Chunk Rendering in Metal

Question

I'm trying to create a procedural game using Metal, and I'm using an octree based chunk approach for a Level of Detail implementation.

The method I'm using involves the CPU creating the octree nodes for the terrain, which then has its mesh created on the GPU using a compute shader. This mesh is stored in a vertex buffer and index buffer in the chunk object for rendering.

All of this seems to work fairly well, however when it comes to rendering chunks I'm hitting performance issues early on. Currently I gather an array of chunks to draw, then submit that to my renderer, that will create an MTLParallelRenderCommandEncoder to then create an MTLRenderCommandEncoder for each chunk, which is then submitted to the GPU.

By the looks of it around 50% of the CPU time is spent on creating the MTLRenderCommandEncoder for each chunk. Currently I'm just creating a simple 8 vertex cube mesh for each chunk, and I have an 4x4x4 array of chunks and I'm dropping to around 50fps in these early stages. (In reality it seems that there can only be up to 63 MTLRenderCommandEncoder in each MTLParallelRenderCommandEncoder so it's not fully 4x4x4)
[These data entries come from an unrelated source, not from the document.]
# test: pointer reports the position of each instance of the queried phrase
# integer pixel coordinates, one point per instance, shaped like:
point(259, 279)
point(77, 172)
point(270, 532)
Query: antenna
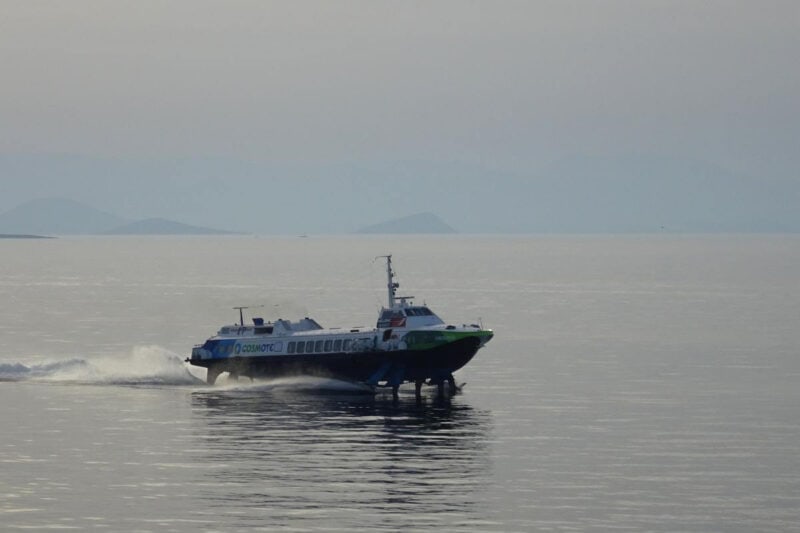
point(391, 285)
I've read that the point of the MTLParallelRenderCommandEncoder is to create each MTLRenderCommandEncoder in a separate thread, yet I've not had much luck with getting this to work. Also multithreading it wouldn't get around the cap of 63 chunks being rendered as a max.

I feel that somehow consolidating the vertex and index buffers for each chunk into one or two larger buffers for submission would help, but I'm not sure how to do this without copious memcpy() calls and whether or not this would even improve efficiency.

Here's my code that takes in the array of nodes and draws them:

func drawNodes(nodes: [OctreeNode], inView view: AHMetalView){
  // For control of several rotating buffers
  dispatch_semaphore_wait(displaySemaphore, DISPATCH_TIME_FOREVER)

  makeDepthTexture()

  updateUniformsForView(view, duration: view.frameDuration)
  let commandBuffer = commandQueue.commandBuffer()


  let optDrawable = layer.nextDrawable()

  guard let drawable = optDrawable else{
    return
  }

  let passDescriptor = MTLRenderPassDescriptor()

  passDescriptor.colorAttachments[0].texture = drawable.texture
  passDescriptor.colorAttachments[0].clearColor = MTLClearColorMake(0.2, 0.2, 0.2, 1)
  passDescriptor.colorAttachments[0].storeAction = .Store
  passDescriptor.colorAttachments[0].loadAction = .Clear

  passDescriptor.depthAttachment.texture = depthTexture
  passDescriptor.depthAttachment.clearDepth = 1
  passDescriptor.depthAttachment.loadAction = .Clear
  passDescriptor.depthAttachment.storeAction = .Store

  let parallelRenderPass = commandBuffer.parallelRenderCommandEncoderWithDescriptor(passDescriptor)

  // Currently 63 nodes as a maximum
  for node in nodes{
    // This line is taking up around 50% of the CPU time
    let renderPass = parallelRenderPass.renderCommandEncoder()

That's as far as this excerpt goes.